Unmanned Aerial Vehicles (UAVs) assisted mobile edge computing (MEC) is characterized by flexible deployment, high mobility, and dynamic coverage. It facilitates an efficient execution of latency-sensitive tasks in scenarios such as emergency rescue and dynamic computility support, thereby demonstrating significant application prospect. However, joint scheduling of computility and task is still an open issue in optimizing task efficiency and UAVs’ energy consumption. To address this problem, we propose an UAV-assisted MEC framework based on federated multi-agent reinforcement learning (MARL) and potential fields (PF), which jointly optimizes UAV trajectories and task offloading strategies to minimize age of information (AoI) under latency and energy constraints. The decision-making process of multiple UAVs is to be modeled as a Partially Observable Markov Decision Process (POMDP) and to be solved by using a distributed federated MARL architecture. An adaptive federated collaboration model is designed for periodic parameter sharing based on credit allocation to enhance UAV collaboration and to alleviate partial observability. Additionally, a deep reinforcement learning (DRL) trajectory planning algorithm based on PF to enhance agents’ environment perception and decision-making ability. Experimental results show the effectiveness and feasibility of our proposed framework. It outperforms several existing RL-based approaches in terms of data freshness, task efficiency, and other key metrics while demonstrating strong adaptability in dynamic and complex MEC environments.

查看原文本刊更多论文

基于联合多智能体强化学习和势场的无人机辅助MEC联合轨迹与卸载优化

无人机（uav）辅助移动边缘计算（MEC）具有灵活部署、高移动性和动态覆盖的特点。它有助于在紧急救援和动态计算支持等场景中高效执行对延迟敏感的任务，具有重要的应用前景。然而，在优化任务效率和无人机能耗方面，可计算性与任务的联合调度仍然是一个有待解决的问题。为了解决这一问题，我们提出了一种基于联合多智能体强化学习（MARL）和势场（PF）的无人机辅助MEC框架，该框架在延迟和能量约束下共同优化无人机轨迹和任务卸载策略，以最小化信息年龄（AoI）。将多架无人机的决策过程建模为部分可观察马尔可夫决策过程（POMDP），并采用分布式联邦马尔可夫决策体系进行求解。设计了一种基于信用分配的周期性参数共享自适应联邦协作模型，以增强无人机的协作能力并缓解部分可观测性。此外，提出了一种基于PF的深度强化学习（DRL）轨迹规划算法，以增强智能体的环境感知和决策能力。实验结果表明了该框架的有效性和可行性。它在数据新鲜度、任务效率和其他关键指标方面优于几种现有的基于强化学习的方法，同时在动态和复杂的MEC环境中表现出强大的适应性。

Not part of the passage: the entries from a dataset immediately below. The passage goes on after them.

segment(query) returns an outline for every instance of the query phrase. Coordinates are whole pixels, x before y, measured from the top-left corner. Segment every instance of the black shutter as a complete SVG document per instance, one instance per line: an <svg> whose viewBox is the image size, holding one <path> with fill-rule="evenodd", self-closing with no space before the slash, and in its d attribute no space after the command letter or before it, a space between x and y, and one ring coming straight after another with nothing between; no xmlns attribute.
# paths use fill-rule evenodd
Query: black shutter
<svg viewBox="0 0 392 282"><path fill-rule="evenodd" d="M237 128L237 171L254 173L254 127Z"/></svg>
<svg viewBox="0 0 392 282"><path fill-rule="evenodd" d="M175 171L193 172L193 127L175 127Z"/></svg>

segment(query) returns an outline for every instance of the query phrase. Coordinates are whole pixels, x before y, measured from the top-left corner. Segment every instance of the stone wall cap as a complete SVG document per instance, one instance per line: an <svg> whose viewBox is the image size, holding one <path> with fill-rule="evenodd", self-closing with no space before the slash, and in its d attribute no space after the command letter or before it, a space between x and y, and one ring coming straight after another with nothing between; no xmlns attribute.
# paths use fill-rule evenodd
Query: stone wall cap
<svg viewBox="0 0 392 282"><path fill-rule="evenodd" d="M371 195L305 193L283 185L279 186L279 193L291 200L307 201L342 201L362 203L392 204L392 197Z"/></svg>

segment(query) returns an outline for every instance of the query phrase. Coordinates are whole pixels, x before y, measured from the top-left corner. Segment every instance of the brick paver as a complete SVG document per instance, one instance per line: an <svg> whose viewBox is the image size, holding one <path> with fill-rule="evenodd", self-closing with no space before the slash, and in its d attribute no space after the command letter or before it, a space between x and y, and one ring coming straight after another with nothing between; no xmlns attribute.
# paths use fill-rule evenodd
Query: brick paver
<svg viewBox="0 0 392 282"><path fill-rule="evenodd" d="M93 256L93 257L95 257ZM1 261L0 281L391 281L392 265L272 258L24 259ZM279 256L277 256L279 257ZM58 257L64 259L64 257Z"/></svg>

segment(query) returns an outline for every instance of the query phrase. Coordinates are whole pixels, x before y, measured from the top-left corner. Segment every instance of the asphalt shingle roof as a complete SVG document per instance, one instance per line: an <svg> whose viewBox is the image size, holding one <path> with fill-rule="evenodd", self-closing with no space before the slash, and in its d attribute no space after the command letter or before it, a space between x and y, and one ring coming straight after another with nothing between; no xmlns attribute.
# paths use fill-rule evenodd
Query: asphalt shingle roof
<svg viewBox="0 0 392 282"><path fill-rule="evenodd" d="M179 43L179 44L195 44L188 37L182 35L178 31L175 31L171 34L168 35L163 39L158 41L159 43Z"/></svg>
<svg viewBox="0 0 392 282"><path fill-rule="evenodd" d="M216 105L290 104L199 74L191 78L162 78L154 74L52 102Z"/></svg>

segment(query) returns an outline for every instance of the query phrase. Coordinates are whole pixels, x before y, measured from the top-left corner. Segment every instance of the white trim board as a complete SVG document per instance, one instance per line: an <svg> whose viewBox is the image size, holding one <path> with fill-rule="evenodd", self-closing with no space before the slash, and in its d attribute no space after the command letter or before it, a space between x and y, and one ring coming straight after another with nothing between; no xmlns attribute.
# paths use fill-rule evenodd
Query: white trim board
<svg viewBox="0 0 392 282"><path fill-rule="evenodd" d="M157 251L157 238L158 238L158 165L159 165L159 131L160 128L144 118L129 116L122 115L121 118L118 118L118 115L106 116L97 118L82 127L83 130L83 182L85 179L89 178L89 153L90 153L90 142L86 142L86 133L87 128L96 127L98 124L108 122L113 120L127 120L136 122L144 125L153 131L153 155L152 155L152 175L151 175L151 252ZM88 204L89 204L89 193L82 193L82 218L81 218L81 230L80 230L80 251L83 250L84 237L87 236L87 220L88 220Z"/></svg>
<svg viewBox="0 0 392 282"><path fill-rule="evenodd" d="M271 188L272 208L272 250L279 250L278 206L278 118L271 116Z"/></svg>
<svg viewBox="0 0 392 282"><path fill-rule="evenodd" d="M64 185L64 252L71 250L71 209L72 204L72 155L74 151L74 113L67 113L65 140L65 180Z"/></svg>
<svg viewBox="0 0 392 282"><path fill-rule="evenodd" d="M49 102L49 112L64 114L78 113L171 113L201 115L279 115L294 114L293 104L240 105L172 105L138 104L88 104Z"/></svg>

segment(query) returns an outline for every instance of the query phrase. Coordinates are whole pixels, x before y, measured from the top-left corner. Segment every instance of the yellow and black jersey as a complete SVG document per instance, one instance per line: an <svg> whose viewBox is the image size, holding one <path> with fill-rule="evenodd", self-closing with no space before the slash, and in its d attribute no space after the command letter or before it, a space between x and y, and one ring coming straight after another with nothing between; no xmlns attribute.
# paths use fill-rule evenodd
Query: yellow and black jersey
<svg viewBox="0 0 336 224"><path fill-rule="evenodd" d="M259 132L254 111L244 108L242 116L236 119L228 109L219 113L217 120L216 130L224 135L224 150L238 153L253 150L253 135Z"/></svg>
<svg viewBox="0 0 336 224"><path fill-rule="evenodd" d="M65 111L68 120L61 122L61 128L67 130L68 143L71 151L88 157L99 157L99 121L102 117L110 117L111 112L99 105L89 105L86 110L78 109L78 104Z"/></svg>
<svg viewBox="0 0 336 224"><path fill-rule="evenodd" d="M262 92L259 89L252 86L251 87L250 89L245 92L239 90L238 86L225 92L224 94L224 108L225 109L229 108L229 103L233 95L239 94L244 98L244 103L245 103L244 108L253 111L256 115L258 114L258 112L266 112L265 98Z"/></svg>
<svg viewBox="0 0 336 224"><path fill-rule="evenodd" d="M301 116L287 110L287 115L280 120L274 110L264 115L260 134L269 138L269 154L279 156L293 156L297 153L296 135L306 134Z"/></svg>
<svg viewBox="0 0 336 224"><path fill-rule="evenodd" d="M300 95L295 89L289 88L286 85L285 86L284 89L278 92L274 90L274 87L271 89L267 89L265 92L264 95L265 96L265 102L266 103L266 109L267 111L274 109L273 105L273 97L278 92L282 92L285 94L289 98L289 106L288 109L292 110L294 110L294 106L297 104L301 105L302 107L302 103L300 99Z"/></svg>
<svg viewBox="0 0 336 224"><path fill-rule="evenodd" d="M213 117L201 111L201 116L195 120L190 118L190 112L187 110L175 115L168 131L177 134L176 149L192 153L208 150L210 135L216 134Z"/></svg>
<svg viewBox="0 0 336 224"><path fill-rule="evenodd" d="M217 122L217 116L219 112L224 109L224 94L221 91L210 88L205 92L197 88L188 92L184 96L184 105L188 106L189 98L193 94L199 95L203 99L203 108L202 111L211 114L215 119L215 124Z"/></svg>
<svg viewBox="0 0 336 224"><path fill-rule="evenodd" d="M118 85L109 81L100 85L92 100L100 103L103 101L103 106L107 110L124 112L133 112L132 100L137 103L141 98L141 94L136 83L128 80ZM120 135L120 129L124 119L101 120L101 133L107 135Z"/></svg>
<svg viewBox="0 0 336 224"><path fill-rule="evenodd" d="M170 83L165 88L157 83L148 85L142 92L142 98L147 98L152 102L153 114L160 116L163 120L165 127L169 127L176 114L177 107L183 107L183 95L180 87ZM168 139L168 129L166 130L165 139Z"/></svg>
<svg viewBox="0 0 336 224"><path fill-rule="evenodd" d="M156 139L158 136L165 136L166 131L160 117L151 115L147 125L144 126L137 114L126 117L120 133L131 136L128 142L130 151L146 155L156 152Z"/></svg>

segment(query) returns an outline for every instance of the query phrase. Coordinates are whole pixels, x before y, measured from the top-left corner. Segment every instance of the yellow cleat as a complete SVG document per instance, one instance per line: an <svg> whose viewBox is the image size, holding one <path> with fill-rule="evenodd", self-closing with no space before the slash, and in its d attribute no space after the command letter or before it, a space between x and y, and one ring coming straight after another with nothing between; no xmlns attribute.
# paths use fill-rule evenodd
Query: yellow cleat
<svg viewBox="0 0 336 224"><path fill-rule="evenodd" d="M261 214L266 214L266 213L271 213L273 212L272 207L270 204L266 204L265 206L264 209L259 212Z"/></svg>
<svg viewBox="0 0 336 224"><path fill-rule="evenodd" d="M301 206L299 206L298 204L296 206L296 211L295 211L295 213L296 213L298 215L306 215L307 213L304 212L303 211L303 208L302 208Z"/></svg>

本文章由计算机程序翻译，如有差异，请以英文原文为准。

求助全文

约1分钟内获得全文求助全文

来源期刊

Computer Networks 工程技术-电信学

CiteScore

10.80

自引率

3.60%

发文量

434

审稿时长

8.6 months

期刊介绍： Computer Networks is an international, archival journal providing a publication vehicle for complete coverage of all topics of interest to those involved in the computer communications networking area. The audience includes researchers, managers and operators of networks as well as designers and implementors. The Editorial Board will consider any material for publication that is of interest to those groups.